Court Ruling Blocks States’ Efforts To Halt Obama Administration Regulations On Power Plants
The Obama Administration’s aggressive regulatory agenda has been the subject of countless debate, particularly when it comes to EPA efforts to regulate the energy industry through new emissions standards. A much-anticipated ruling on the EPA’s Mercury and Air Toxics Standards was delivered by the Supreme Court on Monday. The AP reports that the Court declined to reconsider, at the request of 20 states, a decision by the US Circuit Court of Appeals for the District of Columbia to keep in place the Environmental Protection Agency’s mercury-pollution rule while the government revises it to factor in compliance costs. In 2015, the Supreme Court ruled that the EPA should have assessed costs and benefits before enacting limits on mercury and other emissions from coal- and oil-fired power plants, the AP notes. In that ruling, however, the justices allowed the Mercury and Air Toxics Standards rule to stay in effect while the appeals court decided how a cost-benefit analysis should be conducted. The EPA finalized its analysis of the rule’s costs in April. According to Reuters, Monday’s decision is the second time this year the high court rebuffed a group of states that had tried to block the Obama administration’s regulations on power plant emissions. Opponents of the mercury rule, which took effect over a year ago and mainly affect coal-fired plants, “have estimated they would cost $9.6 billion a year and raise electricity bills,” Reuters says. Environmental groups supported Monday’s Supreme Court action.

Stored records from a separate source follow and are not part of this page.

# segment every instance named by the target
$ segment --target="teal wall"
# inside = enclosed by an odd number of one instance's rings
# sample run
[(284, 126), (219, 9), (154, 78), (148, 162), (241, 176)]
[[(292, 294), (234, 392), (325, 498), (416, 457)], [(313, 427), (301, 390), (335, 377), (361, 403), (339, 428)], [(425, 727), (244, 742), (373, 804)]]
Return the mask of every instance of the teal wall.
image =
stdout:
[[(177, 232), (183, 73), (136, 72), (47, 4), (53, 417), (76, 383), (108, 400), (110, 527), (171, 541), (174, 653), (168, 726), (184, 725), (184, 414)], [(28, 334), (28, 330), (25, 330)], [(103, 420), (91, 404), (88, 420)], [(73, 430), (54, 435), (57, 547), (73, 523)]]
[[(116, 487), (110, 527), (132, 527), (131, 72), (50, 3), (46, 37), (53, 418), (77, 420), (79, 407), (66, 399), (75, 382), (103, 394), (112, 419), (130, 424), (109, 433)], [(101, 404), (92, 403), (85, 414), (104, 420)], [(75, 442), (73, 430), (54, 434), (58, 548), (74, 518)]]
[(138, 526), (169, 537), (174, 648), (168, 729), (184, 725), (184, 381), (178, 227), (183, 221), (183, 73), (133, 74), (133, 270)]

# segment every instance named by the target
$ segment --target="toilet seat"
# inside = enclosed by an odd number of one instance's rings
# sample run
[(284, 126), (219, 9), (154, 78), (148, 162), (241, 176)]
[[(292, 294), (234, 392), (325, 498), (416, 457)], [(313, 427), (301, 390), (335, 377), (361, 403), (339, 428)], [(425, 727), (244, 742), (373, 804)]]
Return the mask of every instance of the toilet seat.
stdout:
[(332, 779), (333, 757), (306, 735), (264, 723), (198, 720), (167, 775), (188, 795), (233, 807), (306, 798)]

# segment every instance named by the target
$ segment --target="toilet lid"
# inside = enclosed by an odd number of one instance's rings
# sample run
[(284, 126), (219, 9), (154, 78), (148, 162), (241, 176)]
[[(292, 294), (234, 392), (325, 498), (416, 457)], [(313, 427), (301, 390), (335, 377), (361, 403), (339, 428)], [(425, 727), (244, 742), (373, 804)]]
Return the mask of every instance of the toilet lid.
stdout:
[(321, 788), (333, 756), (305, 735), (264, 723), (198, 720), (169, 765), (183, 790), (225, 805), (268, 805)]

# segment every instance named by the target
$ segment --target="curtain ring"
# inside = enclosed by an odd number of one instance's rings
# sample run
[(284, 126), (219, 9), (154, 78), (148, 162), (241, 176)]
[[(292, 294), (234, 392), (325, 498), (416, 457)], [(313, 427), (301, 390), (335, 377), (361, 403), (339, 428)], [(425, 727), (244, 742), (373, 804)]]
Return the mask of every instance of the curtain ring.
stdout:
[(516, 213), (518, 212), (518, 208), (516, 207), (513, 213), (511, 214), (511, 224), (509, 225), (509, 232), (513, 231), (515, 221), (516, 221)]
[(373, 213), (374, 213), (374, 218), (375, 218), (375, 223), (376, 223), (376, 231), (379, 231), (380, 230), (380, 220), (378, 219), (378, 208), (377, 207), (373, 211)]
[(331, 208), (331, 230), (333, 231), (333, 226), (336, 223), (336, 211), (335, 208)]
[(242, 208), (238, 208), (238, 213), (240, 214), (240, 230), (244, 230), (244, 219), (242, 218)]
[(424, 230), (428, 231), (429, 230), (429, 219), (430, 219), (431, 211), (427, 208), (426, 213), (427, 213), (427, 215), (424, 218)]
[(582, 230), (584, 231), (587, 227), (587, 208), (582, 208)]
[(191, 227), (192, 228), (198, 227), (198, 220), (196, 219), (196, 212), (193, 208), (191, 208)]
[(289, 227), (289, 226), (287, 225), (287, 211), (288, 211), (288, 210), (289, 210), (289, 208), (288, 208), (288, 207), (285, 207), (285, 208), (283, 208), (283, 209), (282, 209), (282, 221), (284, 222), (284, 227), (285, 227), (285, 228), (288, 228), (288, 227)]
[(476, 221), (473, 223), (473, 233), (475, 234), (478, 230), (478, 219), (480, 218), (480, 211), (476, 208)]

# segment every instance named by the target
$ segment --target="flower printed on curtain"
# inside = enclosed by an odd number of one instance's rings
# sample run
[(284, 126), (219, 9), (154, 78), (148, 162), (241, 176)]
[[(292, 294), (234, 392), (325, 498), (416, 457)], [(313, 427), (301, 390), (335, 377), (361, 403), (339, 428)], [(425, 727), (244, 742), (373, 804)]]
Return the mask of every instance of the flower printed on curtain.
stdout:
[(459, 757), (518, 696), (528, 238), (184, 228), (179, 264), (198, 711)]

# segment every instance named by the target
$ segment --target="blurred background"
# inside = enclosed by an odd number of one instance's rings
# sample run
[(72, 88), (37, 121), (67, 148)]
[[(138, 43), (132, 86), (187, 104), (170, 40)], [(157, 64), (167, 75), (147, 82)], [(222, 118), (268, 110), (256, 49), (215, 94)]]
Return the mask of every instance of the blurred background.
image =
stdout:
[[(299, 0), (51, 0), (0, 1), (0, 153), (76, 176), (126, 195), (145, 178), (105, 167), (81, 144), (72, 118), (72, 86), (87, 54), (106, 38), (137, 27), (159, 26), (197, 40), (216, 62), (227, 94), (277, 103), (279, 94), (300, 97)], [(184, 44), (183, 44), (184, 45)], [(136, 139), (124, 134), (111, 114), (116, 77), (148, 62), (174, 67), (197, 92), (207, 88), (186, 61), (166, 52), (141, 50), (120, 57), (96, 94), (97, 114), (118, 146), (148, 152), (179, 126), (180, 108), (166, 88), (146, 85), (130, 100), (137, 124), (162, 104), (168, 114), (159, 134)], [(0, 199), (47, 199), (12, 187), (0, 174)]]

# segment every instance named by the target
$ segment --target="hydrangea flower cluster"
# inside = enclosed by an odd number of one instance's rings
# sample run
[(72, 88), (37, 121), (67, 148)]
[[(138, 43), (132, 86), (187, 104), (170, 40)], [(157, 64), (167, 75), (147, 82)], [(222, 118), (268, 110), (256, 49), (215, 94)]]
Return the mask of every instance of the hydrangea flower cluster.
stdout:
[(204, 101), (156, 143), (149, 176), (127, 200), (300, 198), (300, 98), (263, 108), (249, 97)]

What This Means For Small Businesses
Complying with burdensome environmental regulations such as the MATS rule is certain to impose significant costs on small businesses. The Supreme Court’s decision to not reconsider the DC Circuit Court of Appeals’ ruling in the case is a blow to the bottom lines of small businesses.
Note: this article is intended to keep small business owners up on the latest news. It does not necessarily represent the policy stances of NFIB.